Près de deux ans après avoir suspendu tout nouveau financement en raison de la loi anti-LGBT adoptée par Kampala, la Banque mondiale a annoncé ce 5 juin la reprise de ses opérations en Ouganda. Trois projets majeurs viennent d’être validés, marquant un revirement dans la relation entre l’institution et l’un de ses principaux bénéficiaires africains.
En août 2023, la Banque mondiale avait gelé ses financements en réaction à l’entrée en vigueur de l’« Anti-Homosexuality Act » (AHA), une loi ougandaise qui prévoit des peines allant jusqu’à la peine de mort pour certaines infractions liées à l’homosexualité. Dans un communiqué transmis à l’agence Reuters, un porte-parole de l’institution indique que des mesures ont été prises pour atténuer les effets potentiellement négatifs de cette loi, jugées aujourd’hui suffisantes pour permettre la reprise des projets. Les trois programmes validés concernent la protection sociale, l’éducation et la gestion des déplacements forcés.

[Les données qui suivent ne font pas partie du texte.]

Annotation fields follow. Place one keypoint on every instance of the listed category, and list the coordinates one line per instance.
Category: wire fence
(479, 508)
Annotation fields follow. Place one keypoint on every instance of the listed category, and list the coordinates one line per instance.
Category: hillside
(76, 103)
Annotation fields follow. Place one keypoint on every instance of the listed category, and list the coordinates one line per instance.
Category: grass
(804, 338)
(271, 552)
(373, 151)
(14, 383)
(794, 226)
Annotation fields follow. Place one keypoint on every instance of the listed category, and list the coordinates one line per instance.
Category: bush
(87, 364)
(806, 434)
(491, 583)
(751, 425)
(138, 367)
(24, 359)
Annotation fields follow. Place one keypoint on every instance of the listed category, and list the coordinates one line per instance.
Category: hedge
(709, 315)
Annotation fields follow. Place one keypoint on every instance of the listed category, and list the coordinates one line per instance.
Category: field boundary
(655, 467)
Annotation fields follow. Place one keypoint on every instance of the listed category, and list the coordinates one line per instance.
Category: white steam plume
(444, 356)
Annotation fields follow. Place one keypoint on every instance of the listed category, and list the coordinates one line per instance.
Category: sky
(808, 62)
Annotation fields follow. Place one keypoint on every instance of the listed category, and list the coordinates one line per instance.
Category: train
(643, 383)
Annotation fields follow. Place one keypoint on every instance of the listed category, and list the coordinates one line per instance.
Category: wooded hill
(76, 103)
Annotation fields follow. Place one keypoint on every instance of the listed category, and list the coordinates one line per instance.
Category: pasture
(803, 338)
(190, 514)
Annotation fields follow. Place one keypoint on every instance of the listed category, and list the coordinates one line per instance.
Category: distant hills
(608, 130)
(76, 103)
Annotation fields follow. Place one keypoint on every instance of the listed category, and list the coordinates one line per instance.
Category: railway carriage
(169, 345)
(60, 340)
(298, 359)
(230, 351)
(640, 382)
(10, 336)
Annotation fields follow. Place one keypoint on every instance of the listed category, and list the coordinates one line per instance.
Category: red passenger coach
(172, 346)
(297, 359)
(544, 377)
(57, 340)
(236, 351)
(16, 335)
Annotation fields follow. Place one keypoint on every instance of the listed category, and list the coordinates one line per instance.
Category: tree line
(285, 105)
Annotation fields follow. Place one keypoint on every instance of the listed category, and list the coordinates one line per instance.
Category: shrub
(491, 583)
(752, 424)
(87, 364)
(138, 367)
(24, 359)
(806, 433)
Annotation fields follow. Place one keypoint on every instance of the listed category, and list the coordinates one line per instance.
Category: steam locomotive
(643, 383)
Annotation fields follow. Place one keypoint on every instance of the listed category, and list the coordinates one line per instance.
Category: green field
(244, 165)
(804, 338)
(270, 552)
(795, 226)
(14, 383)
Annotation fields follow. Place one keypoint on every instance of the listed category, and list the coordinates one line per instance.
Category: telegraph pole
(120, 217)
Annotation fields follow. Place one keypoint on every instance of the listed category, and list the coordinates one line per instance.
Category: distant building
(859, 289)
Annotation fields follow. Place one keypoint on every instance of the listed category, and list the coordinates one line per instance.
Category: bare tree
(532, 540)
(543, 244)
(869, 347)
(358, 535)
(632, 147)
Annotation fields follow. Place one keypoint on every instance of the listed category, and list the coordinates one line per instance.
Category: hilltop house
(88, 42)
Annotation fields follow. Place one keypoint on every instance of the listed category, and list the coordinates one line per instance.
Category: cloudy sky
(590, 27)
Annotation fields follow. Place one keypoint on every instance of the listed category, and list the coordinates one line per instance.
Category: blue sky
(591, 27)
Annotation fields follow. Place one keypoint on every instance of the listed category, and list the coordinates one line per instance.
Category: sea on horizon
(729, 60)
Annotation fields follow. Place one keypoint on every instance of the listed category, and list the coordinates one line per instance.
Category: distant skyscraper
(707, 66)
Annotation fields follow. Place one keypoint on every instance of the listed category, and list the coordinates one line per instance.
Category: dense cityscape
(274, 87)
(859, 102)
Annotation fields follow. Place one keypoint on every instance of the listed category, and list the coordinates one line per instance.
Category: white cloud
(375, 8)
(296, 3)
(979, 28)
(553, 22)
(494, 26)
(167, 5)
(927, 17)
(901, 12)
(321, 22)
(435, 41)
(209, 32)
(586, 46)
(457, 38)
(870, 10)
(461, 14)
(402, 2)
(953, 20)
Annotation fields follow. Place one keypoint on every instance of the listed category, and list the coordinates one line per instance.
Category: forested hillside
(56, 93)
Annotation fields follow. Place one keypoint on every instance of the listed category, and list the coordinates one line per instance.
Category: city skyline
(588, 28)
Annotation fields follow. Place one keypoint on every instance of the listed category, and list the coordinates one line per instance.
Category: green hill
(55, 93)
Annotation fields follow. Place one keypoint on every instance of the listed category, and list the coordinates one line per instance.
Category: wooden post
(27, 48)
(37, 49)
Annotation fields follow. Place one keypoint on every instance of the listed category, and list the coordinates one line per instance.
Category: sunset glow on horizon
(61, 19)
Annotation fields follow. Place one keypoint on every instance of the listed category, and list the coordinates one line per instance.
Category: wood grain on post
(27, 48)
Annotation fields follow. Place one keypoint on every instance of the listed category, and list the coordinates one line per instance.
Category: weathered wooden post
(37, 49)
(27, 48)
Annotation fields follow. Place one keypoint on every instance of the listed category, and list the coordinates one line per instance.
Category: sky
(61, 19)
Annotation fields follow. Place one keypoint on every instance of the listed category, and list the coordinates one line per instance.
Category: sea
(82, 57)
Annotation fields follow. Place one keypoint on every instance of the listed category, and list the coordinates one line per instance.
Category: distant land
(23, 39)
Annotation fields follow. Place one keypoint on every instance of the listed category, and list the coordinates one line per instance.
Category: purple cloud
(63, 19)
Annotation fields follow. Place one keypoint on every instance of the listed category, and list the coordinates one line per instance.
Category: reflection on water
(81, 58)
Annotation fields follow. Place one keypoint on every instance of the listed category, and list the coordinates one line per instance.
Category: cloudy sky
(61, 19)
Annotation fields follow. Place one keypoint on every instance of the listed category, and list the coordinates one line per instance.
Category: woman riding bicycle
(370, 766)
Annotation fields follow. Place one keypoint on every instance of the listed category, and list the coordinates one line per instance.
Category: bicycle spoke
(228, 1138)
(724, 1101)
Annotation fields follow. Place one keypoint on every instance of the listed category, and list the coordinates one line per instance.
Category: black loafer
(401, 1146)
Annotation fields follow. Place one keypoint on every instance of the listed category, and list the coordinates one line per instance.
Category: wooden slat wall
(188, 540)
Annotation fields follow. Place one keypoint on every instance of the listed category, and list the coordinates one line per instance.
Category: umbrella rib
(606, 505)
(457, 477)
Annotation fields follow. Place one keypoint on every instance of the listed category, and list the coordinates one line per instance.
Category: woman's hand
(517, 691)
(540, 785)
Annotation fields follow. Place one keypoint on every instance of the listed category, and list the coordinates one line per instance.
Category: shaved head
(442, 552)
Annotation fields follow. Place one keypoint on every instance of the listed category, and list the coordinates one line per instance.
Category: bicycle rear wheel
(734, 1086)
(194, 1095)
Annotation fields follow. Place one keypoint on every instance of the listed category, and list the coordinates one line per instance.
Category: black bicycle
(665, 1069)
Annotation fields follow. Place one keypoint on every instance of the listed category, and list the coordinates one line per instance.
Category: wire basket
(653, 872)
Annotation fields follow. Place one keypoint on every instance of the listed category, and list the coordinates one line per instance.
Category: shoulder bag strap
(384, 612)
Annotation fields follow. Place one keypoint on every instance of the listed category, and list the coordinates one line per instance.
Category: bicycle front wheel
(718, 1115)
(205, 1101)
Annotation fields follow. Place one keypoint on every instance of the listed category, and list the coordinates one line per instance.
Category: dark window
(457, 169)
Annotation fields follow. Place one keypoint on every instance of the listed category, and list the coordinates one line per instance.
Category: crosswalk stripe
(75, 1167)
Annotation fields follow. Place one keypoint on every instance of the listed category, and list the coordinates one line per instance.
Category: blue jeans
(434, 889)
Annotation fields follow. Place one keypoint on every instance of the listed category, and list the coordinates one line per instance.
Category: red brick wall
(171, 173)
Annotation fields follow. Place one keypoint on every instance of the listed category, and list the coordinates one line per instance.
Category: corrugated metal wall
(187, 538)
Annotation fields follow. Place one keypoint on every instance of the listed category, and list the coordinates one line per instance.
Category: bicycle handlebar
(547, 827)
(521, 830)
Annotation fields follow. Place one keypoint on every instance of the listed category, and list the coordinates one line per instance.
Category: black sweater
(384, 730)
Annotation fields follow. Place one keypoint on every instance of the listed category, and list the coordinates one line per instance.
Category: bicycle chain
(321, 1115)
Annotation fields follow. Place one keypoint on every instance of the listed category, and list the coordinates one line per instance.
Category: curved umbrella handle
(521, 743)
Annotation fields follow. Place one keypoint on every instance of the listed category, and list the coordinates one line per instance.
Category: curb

Promulguée en mai 2023, la législation ougandaise continue de faire l’objet de critiques de la part de nombreux partenaires internationaux. Elle prévoit notamment la peine capitale en cas d’« homosexualité aggravée » et jusqu’à vingt ans de prison pour la « promotion » de l’homosexualité. Mais sur le terrain, la loi bénéficie d’un large soutien populaire. Dans plusieurs pays africains – notamment au Ghana, au Nigeria et au Kenya – des textes similaires ont été discutés ou adoptés. Les dirigeants invoquent souvent la souveraineté nationale pour justifier ces choix, rejetant ce qu’ils perçoivent comme une imposition de normes étrangères.
Cette reprise des financements soulève des questions sur les marges de manœuvre réelles des institutions internationales. L’Ouganda est l’un des plus gros bénéficiaires de l’aide de la Banque mondiale en Afrique, notamment pour ses infrastructures. Refuser les financements sur la base des droits humains met en jeu non seulement la cohérence éthique de l’institution, mais aussi les moyens de subsistance de millions d’Ougandais. En débloquant ces fonds, la Banque mondiale semble avoir privilégié une approche pragmatique, sous réserve de garde-fous.
Les sanctions internationales, y compris la suspension de l’aide au développement, ont été vivement critiquées dans de nombreux pays africains. Plusieurs responsables y voient une forme de chantage ou d’ingérence. Le débat dépasse la seule question des droits LGBT pour toucher à la perception de l’autonomie africaine face aux bailleurs occidentaux. « Ce que l’Occident considère comme des droits universels est ici vécu comme une menace culturelle », a affirmé un député ougandais, reprenant un sentiment largement partagé sur le continent.
Au-delà de la seule question ougandaise, ce dossier illustre une fracture durable entre certains pays africains et les institutions internationales sur la définition des valeurs universelles. Tandis que les ONG et les gouvernements occidentaux insistent sur la conditionnalité des aides, nombre de pays africains défendent leur droit à légiférer selon leurs traditions et contextes. Ce bras de fer s’annonce appelé à se répéter dans d’autres dossiers sensibles.